第3話 【やきいも屋さん】
マキオは秋にデラーラの背なかにのって、いしやきいも屋さんの車をおいかけたことがありました。
あのときの、デラーラといっしょにおいかけてる、という気持ちににていると、マキオは思いました。
***
しずかな秋の夜でした。
マキオは台所のテーブルについて、ミートスパゲティを食べていました。
フォークをくるくると回しながら、白い皿の上にもられたスパゲティにからませるのですが、しっぱいばかりしています。
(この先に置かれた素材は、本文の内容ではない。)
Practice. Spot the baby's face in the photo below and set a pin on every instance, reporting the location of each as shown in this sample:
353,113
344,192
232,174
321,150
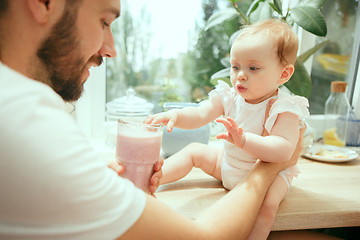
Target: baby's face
255,68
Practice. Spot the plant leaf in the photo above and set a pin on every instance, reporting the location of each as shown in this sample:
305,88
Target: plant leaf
220,16
310,19
276,6
234,36
303,57
312,3
225,62
253,7
300,82
261,13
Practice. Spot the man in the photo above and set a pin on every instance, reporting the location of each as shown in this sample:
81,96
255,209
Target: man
53,185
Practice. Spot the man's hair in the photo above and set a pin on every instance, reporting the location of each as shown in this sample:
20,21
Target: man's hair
284,38
3,7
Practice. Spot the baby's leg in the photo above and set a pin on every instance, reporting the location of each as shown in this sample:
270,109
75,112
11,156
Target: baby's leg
199,155
266,216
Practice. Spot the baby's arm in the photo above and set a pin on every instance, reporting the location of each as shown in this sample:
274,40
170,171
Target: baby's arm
189,117
276,147
281,142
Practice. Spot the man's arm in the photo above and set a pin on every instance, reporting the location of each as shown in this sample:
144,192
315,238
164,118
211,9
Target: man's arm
232,217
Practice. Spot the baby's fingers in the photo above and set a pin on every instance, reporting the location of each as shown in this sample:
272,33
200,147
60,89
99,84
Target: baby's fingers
149,119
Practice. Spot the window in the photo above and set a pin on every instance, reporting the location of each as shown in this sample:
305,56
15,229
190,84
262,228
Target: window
159,61
336,61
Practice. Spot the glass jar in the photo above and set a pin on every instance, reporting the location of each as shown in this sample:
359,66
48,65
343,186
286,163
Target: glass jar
337,110
127,108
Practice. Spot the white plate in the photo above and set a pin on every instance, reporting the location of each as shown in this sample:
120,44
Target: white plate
330,153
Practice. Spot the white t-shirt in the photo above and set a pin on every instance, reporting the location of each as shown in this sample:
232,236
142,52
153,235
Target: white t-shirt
52,183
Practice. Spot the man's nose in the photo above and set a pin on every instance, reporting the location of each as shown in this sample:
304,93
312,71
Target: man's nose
108,47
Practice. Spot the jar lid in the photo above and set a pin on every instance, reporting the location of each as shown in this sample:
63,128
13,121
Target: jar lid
338,86
129,105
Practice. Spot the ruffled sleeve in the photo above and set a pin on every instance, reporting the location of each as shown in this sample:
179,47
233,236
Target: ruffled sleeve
288,103
226,93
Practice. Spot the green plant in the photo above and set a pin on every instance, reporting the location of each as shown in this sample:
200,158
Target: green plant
305,13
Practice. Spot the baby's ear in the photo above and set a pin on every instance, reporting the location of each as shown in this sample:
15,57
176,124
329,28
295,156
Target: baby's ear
286,73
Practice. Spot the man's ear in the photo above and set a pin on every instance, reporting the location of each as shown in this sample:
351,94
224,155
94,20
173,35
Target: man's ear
286,73
40,10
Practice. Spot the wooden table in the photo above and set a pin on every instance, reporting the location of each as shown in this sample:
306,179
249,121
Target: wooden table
325,195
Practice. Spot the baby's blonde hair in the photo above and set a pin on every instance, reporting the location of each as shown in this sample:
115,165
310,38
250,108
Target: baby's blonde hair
284,38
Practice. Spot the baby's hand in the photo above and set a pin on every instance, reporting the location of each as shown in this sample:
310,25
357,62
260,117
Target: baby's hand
167,118
234,135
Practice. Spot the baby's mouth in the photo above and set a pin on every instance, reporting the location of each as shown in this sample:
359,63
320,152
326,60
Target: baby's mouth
241,88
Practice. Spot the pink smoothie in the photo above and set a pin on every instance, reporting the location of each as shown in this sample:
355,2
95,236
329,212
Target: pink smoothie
138,150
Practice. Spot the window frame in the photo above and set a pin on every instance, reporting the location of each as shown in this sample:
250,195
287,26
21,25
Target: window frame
90,109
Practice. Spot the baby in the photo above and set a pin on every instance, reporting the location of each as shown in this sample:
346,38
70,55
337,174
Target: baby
262,58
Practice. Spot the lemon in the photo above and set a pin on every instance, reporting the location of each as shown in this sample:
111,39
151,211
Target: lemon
330,137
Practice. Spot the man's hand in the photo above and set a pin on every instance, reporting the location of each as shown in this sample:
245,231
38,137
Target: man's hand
154,180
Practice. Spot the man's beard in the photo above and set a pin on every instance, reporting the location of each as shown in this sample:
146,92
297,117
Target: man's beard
62,60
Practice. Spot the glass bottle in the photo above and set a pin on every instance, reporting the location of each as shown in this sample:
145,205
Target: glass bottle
337,108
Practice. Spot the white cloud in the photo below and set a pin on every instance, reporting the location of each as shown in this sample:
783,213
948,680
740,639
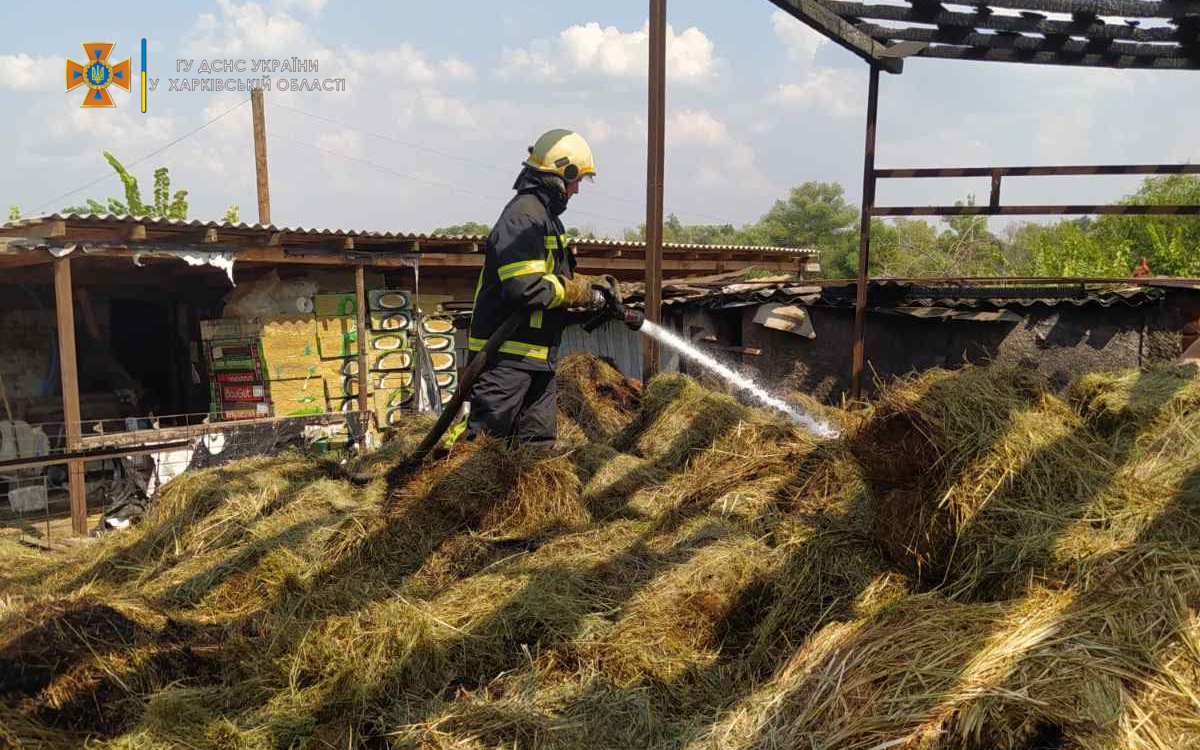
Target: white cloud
802,42
611,52
445,111
246,30
311,6
834,93
695,127
597,130
457,69
28,73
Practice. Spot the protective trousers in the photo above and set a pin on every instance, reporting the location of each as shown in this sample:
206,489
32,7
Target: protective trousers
515,403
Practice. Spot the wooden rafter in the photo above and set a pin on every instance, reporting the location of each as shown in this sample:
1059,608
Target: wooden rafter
820,17
1121,34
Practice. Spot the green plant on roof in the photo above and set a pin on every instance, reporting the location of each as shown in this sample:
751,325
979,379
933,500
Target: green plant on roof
166,204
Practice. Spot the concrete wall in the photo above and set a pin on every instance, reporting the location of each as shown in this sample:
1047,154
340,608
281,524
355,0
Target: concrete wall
1062,342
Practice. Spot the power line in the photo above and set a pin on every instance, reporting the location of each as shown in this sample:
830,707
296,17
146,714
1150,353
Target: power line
473,162
138,161
406,175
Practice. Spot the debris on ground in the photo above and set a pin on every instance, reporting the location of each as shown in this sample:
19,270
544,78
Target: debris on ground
977,564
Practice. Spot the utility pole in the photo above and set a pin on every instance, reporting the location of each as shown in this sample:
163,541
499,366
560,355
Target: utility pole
654,178
264,193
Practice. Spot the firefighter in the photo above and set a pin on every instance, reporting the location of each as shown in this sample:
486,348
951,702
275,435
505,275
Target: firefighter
529,268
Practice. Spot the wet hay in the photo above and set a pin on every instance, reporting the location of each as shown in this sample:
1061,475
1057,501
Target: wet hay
597,396
979,564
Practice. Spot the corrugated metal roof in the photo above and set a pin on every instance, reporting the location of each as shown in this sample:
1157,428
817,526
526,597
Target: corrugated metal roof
318,234
736,292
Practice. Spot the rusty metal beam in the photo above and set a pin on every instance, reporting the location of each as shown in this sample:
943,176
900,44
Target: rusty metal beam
1090,27
261,180
1037,172
360,309
1035,210
655,132
64,311
858,352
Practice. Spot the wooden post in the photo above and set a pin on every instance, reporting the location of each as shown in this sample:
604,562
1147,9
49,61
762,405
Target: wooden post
654,179
360,306
264,193
858,353
64,310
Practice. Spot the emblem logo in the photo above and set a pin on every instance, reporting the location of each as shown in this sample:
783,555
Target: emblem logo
97,75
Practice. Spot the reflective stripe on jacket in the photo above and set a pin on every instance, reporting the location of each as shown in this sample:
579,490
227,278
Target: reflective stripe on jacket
527,261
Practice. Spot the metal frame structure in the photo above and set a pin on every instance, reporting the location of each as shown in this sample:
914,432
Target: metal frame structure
1152,35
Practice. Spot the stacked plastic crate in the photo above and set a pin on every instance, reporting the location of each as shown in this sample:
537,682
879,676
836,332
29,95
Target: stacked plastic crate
389,354
237,384
438,336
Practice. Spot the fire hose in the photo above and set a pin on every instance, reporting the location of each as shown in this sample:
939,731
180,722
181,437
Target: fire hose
611,309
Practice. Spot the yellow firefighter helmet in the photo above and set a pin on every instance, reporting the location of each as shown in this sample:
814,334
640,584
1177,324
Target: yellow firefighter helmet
563,153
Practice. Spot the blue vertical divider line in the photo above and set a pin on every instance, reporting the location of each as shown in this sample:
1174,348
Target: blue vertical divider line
143,76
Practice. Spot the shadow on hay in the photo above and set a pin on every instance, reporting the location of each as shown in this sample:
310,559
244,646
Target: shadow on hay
84,666
157,537
751,635
191,591
999,592
547,611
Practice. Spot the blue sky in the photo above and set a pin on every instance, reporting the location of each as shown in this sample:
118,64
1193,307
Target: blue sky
442,100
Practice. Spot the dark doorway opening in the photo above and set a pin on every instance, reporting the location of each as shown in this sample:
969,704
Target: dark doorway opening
143,345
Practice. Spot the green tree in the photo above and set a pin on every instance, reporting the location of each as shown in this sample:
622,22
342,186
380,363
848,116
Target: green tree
471,227
166,205
813,215
1170,244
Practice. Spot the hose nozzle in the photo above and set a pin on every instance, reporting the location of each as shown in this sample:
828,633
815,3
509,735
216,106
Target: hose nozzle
613,310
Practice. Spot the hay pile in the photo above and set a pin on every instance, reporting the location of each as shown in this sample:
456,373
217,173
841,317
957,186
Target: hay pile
979,564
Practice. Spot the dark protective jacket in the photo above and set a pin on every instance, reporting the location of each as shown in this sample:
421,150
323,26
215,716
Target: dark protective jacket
527,261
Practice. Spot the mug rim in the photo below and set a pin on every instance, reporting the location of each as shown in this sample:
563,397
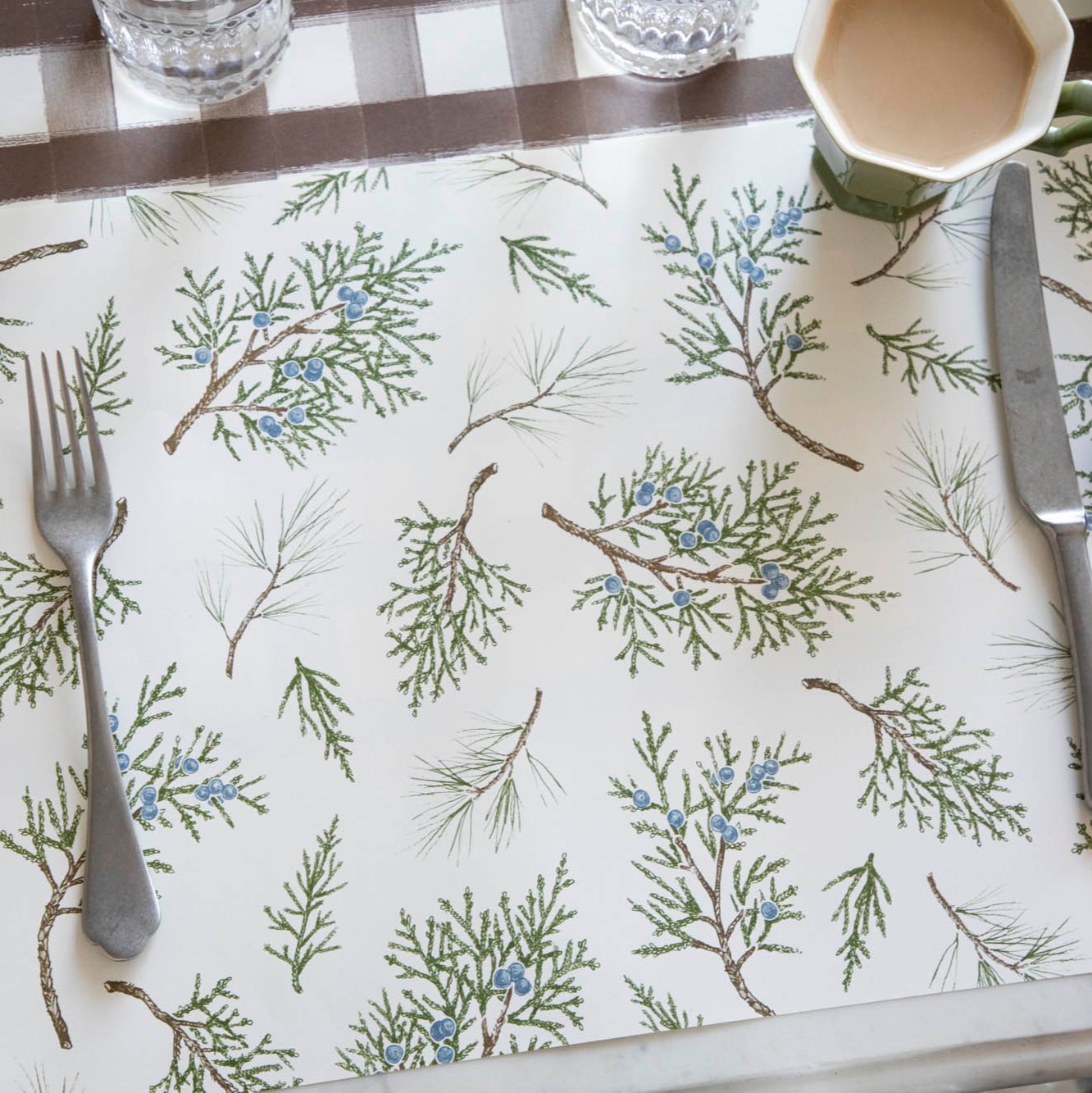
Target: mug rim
1052,62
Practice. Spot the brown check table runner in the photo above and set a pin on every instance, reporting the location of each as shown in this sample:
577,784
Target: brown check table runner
364,81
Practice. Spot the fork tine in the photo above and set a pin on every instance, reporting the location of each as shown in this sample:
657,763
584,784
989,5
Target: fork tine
74,434
98,459
38,453
59,475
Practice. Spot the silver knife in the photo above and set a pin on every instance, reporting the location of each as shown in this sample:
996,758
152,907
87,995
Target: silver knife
1039,440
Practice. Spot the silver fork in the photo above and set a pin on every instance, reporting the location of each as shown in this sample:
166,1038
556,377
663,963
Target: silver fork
75,514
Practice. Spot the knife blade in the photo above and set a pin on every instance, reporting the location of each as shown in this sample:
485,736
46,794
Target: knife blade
1039,439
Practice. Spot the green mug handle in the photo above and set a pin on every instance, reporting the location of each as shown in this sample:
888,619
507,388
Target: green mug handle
1076,98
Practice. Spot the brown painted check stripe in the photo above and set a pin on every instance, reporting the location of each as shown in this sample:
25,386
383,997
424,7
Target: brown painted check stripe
88,154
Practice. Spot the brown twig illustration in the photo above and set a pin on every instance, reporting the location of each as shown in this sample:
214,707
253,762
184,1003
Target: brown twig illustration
882,721
557,175
459,534
761,391
723,931
923,222
182,1037
55,908
43,252
964,537
256,353
659,567
983,951
1064,289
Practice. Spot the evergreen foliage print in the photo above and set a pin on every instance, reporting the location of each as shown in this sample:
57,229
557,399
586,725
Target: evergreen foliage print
928,767
708,890
705,562
452,607
184,783
477,981
292,354
212,1045
735,324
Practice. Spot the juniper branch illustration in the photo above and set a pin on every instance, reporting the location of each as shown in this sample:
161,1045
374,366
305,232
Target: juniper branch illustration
163,221
546,268
928,767
694,906
730,328
1072,183
361,306
159,780
311,541
307,919
859,908
954,503
103,370
212,1043
453,606
963,219
525,180
320,193
475,977
318,706
44,252
1041,663
583,387
484,771
748,558
1005,948
1084,827
921,357
39,649
658,1016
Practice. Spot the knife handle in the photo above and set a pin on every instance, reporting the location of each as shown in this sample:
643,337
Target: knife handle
1075,581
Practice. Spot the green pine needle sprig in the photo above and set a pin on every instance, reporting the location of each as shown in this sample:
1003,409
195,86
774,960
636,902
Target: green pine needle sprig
861,908
1000,942
950,499
484,772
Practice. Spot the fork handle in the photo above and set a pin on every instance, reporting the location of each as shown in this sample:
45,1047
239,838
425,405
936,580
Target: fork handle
121,911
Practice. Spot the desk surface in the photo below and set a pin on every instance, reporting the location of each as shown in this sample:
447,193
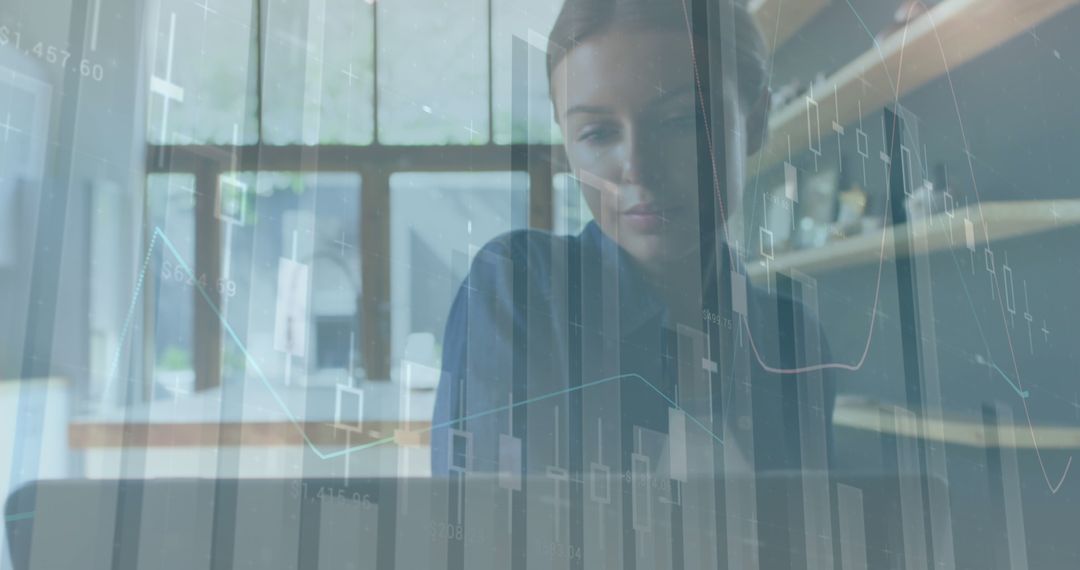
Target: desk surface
257,415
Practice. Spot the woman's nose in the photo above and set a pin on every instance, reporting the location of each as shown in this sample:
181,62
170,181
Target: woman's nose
637,160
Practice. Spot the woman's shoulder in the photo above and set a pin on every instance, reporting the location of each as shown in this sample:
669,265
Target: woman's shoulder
535,247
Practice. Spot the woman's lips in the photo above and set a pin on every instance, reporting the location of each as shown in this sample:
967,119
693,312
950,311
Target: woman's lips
647,217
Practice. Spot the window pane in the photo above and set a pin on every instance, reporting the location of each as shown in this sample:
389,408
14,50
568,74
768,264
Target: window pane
439,220
433,72
527,26
201,85
296,226
318,80
172,199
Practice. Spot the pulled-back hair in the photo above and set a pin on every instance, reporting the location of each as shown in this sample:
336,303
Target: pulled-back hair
580,19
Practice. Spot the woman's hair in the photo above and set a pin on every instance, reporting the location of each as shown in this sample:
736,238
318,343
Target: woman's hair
579,19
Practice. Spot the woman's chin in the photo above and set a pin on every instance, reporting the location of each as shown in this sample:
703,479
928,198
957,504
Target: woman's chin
653,249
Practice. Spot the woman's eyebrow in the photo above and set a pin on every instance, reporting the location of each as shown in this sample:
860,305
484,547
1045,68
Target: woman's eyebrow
589,109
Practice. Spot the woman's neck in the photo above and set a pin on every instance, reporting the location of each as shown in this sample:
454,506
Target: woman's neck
678,283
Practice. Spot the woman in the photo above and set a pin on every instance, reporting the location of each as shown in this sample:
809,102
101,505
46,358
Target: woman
578,354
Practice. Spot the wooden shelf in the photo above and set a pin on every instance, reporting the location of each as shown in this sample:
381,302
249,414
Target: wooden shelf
1002,220
860,414
966,28
792,17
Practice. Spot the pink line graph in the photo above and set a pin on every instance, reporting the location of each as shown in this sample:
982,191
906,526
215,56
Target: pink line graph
877,290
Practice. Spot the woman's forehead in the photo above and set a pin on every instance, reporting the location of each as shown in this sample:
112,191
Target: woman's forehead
624,64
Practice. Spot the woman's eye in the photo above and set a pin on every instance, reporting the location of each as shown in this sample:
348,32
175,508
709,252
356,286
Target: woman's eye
597,135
それで、マキオはすねるような顔をして、フォークをおいてしまいました。
マキオが足をぶらぶらとさせながら、スパゲティをのこそうかどうかと、まよっていると、
「いしや~きいも~ォ。や~きいたて~ェ」
と、外からいしやきいも屋さんの声が聞こえてきました。
「もう、やきいも屋さんのきせつなんだねえ。夏が終わったものとばかり思っていたら」
向かいで食べていたマキオのお母さんが、言いました。
「や・き・い・も屋さんだ! 」
つづけてマキオが声をあげました。
「ほっかほっかの、おいもだよ~はやくしないといっちゃうよ~」
すこしずつ、とおのいていく声に、耳をすませながら、マキオはじれったい気持ちでいっぱいになりました。
「やきいも屋さん。はやくしないと、いっちゃうよォ!」
「おやおや、マキオ。やきいも食べたいのかい。それはいいけど、ちゃんとのこさず食べてからね」
お母さんがそう言うのとどうじに、マキオはフォークをつかみ、白い皿のなかに、顔をうずめました。